Charles-Honoré Lannuier
American, born France, 1779-1819

Card Table, c. 1815

Mahogany with rosewood veneer, giltwood, brass and ebony inlay, ormolu
74.9 x 91.1 x 45.1 cm (29 1/8 x 35 7/8 x 17 3/4 in.)
Inscribed on the engraved label on the underside of the table top: "Hre. Lannuier Cabinet Maker from Paris Kips [H]is Whare house of new fashion fourniture Broad Street, No. 60, New-York./ Hre. Lannuier Ebèniste, de Paris Tient Fabrique & Magasin de Meubles les Plus à la Mode, New-York."

Gift of Jamee J. and Marshall Field; Pauline Armstrong Endowment, 1994.712

Trained as a cabinet-maker in Paris, Charles-Honoré Lannuier arrived in New York in 1803 at the age of twenty-four. His older brother was already well established as the owner of a successful confectionary shop on Broadway and from there the young furniture maker first advertised his services to all potential clients who desired furniture in the “latest French fashion.” Early-nineteenth-century America was much enamored with French taste, and Lannuier successfully catered to his upscale clientele, tempering his designs to suit their preference even while he retained a distinctive French flair.
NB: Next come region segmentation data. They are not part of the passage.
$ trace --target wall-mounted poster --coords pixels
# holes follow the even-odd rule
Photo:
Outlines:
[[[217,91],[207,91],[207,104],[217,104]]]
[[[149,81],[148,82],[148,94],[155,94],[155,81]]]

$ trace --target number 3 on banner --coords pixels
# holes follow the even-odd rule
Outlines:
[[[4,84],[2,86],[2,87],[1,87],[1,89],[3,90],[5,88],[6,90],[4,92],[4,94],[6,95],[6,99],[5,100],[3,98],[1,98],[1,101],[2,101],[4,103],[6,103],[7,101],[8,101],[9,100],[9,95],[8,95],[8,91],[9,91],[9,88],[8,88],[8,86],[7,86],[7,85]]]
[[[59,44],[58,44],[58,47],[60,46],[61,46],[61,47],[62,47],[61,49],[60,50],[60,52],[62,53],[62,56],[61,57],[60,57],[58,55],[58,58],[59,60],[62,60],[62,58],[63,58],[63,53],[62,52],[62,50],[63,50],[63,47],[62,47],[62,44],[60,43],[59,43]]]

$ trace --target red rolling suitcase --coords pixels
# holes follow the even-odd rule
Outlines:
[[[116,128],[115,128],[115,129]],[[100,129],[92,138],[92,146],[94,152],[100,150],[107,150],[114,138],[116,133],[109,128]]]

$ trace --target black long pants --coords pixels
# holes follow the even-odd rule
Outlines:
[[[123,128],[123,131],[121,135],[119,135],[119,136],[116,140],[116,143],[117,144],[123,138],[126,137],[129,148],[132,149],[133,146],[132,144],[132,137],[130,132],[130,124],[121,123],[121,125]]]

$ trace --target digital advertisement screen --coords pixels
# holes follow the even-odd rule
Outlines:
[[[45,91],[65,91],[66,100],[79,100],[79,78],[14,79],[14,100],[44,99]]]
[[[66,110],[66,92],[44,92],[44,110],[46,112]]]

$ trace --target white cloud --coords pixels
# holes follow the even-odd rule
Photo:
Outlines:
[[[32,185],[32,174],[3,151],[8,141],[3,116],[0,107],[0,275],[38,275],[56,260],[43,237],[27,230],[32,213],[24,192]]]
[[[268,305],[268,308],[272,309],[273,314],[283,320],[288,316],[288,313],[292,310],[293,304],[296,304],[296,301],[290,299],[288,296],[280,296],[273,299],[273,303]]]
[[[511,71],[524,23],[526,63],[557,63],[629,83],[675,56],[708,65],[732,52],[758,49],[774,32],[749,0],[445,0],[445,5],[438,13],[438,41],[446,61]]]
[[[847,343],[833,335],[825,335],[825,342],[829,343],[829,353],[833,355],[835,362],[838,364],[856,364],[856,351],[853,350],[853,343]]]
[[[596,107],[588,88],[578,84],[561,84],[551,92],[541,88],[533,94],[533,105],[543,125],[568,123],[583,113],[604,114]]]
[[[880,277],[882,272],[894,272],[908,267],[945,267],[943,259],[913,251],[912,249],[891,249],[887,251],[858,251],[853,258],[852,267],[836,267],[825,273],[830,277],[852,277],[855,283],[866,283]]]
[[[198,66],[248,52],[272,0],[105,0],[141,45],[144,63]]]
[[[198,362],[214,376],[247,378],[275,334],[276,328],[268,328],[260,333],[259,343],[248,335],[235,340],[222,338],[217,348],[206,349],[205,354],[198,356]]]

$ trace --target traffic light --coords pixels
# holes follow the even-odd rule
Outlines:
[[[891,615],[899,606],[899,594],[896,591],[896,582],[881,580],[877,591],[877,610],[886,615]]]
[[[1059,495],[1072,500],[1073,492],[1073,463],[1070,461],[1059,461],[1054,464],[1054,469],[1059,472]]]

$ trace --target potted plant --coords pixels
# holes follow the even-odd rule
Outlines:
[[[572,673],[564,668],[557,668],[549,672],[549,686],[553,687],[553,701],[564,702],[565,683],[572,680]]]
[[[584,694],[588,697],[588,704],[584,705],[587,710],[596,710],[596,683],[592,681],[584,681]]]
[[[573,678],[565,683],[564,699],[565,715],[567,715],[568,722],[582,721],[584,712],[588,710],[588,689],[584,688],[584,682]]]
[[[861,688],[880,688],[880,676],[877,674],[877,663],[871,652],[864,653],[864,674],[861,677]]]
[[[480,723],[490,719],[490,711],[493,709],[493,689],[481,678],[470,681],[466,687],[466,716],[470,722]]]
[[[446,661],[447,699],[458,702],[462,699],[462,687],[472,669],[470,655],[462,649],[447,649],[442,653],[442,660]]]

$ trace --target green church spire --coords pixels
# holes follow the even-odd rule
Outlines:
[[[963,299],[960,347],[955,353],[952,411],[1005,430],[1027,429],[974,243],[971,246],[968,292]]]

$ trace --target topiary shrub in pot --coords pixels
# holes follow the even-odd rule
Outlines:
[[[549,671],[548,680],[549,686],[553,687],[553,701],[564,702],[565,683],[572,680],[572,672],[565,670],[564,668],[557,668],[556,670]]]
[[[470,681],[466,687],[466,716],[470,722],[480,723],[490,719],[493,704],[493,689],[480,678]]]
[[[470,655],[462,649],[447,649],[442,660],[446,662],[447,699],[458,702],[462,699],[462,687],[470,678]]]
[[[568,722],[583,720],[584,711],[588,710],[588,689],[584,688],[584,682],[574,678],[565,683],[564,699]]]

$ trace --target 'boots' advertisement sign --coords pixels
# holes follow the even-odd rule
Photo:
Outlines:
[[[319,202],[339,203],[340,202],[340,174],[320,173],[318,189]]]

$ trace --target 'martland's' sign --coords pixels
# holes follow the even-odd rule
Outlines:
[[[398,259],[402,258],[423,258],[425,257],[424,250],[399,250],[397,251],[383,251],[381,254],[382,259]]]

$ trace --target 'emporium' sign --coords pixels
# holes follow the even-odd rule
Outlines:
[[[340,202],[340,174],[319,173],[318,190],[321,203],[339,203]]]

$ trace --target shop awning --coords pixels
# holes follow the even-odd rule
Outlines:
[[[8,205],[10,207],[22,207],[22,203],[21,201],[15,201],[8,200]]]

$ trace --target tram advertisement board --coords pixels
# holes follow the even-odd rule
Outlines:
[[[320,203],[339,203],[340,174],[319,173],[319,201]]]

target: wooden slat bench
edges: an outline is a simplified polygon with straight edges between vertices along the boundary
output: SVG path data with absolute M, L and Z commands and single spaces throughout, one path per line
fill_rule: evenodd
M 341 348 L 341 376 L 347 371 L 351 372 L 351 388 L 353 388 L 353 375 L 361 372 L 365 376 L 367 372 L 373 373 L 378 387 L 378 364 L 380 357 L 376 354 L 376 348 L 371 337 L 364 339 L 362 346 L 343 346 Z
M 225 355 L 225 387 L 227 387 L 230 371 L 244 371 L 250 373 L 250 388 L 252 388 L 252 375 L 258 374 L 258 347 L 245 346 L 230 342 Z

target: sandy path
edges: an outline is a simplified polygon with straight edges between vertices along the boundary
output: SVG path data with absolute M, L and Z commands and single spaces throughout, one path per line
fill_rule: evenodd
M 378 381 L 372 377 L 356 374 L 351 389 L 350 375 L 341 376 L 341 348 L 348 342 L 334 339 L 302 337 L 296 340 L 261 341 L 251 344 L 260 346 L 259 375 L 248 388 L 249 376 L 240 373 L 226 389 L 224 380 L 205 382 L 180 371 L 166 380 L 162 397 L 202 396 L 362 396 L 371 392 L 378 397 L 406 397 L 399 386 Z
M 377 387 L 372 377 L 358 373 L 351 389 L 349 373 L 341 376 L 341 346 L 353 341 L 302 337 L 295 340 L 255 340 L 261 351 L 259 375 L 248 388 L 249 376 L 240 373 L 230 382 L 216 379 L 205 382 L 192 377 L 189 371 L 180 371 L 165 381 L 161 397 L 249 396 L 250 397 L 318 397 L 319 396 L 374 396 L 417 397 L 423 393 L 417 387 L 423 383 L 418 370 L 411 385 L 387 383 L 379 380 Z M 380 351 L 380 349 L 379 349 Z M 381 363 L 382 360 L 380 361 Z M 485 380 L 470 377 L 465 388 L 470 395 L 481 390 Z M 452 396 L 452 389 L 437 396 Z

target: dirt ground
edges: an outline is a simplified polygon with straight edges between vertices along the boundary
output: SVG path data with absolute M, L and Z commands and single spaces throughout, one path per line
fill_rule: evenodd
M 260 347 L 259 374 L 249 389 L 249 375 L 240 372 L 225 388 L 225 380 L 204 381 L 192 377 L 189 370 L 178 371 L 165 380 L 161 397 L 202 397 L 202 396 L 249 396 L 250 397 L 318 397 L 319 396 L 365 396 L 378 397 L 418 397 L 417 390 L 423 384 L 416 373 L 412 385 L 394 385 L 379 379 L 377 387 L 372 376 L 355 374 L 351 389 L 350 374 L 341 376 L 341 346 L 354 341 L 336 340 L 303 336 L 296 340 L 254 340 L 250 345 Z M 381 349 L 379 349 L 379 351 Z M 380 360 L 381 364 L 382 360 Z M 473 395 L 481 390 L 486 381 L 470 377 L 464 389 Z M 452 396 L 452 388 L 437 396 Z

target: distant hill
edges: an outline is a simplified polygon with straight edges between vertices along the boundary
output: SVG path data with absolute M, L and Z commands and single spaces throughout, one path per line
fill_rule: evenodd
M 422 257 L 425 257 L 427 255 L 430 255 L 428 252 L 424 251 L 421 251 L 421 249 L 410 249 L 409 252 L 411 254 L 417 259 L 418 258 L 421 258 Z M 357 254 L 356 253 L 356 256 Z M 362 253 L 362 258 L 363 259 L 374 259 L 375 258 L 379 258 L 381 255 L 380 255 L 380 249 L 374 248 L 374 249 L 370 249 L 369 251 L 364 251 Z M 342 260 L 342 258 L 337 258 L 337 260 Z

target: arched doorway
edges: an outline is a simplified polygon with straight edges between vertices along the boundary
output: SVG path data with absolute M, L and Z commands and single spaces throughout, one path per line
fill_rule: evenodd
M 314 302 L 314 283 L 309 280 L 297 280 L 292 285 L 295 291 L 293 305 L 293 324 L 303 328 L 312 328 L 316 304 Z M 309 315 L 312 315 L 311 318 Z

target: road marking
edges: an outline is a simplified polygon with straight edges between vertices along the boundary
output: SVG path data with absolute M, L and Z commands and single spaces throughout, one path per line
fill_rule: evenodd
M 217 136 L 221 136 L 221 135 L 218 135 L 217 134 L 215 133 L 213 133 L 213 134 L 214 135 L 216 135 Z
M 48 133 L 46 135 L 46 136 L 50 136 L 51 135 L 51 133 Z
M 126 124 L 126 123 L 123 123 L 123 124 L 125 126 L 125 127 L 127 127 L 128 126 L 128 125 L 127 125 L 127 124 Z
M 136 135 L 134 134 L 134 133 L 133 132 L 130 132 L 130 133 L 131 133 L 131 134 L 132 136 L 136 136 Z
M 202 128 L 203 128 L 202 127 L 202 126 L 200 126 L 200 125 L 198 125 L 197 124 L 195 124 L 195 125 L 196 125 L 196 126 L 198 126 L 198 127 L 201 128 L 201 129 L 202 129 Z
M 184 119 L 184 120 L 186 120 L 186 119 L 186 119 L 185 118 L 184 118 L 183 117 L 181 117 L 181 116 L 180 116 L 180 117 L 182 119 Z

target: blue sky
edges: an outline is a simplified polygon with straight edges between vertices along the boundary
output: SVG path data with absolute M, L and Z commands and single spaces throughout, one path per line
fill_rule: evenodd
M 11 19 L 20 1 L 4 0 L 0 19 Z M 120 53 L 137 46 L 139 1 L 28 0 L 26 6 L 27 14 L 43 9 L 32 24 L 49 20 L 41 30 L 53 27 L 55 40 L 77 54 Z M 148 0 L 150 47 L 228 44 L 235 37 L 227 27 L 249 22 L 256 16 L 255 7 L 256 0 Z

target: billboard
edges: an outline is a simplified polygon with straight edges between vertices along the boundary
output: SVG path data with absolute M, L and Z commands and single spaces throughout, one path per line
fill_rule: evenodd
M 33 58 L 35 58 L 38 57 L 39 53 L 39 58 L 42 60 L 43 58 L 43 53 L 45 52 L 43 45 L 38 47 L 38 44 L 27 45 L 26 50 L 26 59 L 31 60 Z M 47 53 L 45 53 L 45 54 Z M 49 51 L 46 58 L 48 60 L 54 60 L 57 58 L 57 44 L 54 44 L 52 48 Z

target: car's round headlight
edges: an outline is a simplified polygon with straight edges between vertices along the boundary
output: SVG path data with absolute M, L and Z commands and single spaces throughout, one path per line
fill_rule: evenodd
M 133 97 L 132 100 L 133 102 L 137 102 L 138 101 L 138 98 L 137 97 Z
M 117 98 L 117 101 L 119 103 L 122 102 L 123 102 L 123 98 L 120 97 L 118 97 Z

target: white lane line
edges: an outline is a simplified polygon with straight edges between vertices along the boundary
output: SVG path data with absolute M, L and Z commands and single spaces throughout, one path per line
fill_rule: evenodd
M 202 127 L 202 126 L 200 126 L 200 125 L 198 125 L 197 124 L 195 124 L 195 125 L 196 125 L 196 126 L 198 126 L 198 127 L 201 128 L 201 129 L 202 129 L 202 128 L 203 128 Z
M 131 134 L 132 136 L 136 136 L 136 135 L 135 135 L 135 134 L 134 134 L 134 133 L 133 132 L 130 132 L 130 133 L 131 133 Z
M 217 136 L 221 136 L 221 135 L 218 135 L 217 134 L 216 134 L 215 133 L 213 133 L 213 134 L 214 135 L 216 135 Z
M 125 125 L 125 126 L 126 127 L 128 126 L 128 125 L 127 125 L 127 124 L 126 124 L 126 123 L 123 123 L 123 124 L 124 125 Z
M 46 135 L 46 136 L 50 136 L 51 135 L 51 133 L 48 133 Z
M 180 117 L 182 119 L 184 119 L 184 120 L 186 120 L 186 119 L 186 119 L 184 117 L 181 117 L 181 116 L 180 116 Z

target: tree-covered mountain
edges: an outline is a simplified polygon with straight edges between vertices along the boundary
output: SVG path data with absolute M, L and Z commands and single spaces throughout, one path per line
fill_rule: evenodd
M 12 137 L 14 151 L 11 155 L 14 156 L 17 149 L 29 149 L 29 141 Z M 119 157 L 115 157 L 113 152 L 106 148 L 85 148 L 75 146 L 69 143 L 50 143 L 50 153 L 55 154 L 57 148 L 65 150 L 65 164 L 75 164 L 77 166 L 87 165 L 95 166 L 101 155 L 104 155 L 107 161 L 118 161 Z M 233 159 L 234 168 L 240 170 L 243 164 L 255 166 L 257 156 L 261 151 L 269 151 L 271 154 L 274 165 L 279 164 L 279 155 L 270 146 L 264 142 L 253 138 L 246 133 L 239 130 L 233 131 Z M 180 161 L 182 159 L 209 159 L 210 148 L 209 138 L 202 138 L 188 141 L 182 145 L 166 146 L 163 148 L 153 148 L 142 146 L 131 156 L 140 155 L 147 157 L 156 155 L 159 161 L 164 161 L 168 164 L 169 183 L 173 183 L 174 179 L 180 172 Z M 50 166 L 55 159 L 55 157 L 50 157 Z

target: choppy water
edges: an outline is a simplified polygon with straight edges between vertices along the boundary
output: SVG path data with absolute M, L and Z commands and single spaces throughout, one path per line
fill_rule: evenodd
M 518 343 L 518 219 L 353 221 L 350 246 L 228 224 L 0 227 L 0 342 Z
One of a group of similar card tables, this example shares many of their decorative and design elements, including a winged caryatid central support, a Lannuier trademark.

Exhibition, Publication and Ownership Histories

Publication History

“Sotheby’s Sale of Americana Scheduled for October 23,” Antiques and The Arts Weekly, (Oct. 14, 1994), p. 57I (ill.).

“Sotheby’s Sunday Americana Sale Brings $2,618,475,” (Dec. 1994), p. 1D (ill.).

Eleanor H. Gustafson, “Museum Accessions,” Magazine Antiques 147, 5 (May 1995), pp. 86-89 (ill.).

“Important Works and New Galleries at Art Institute,” Antiques and Auction News 26, 12 (Mar. 24, 1995), p. 28 (ill.).

“Newly Installed Galleries and Recent Acquisitions,” American Art Review 7, 2 (Apr./May 1995), pp. 86–89 (ill.).

Ruth Kotz, “Currents; How do Museums Acquire their Pieces?” Classic Home (Summer 1995), pp. 22–26, 125 (ill.)

“Paris in America,” Antiques and The Arts Weekly, (Oct. 28, 1998), p. 101J (ill.).

Judith A. Barter et al, American Arts at The Art Institute of Chicago: From Colonial Times to World War I (Chicago: The Art Institute of Chicago, 1998), pp.128-131, no. 52.

Brandy S. Culp, “Card Table,” Art Institute of Chicago Museum Studies 30, 1 (2004), pp. 6-7 (color ills.).

Ownership History

Rosemary Crane Hastings, New York and Rainthorpe Hall, Norfold, England, c. 1815. Sotheby’s, New York, by 1994; sold to the Art Institute of Chicago, 1994.